「戦争で傷ついた日用品をアート作品に」ウクライナ避難民女性が創作に込める“願い”
「雨の後、空に虹が出るように、早く戦争が終わってウクライナに希望が訪れてほしいとの願いを込めています」
今回、展示している作品は鍋や皿、洋服など、どこにでもあるような日用品ばかり。ユリヤさんがそれぞれに、パテやアクリル絵の具などで虹色の装飾や花の絵を描くなどしてアート作品に仕上げていた。一見するときれいで、とてもかわいらしい作品たち。だが、彼女が施した装飾の下には、生々しい“戦争の傷痕”が隠されている。

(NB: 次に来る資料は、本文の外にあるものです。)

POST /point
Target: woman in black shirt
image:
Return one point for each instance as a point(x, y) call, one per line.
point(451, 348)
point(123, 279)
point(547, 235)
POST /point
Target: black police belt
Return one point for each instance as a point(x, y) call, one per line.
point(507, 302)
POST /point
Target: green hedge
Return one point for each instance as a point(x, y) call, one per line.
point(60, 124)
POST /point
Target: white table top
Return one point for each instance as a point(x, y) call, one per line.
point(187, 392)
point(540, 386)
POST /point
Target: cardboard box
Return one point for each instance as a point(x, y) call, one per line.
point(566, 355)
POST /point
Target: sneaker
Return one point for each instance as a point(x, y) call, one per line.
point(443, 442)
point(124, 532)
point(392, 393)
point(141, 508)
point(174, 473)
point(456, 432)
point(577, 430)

「この鍋に描いたたくさんの花はすべて、銃で撃たれた痕を覆っています。子ども用のワンピースも、銃弾であいた穴に花のパッチをつけたもの。このスチール製のゴミ箱の蓋にも弾痕があります。それに、爆撃された家にあったので、焼け焦げてしまっています」
そう、これらの作品の向こう側には、戦争の犠牲になった人、あるいはいまも戦禍の中にいる大勢の人たちの悲しみがある。
20代半ばになって、アーティストになるという幼いころからの夢をかなえたユリヤさん。アメリカやイギリス、ドイツなど、欧米各国の顧客や企業から注文を受け、絵を描いてきた。ところが昨年、けたたましいサイレンの音とともに、彼女を含め、すべてのウクライナ国民の人生は暗転してしまう。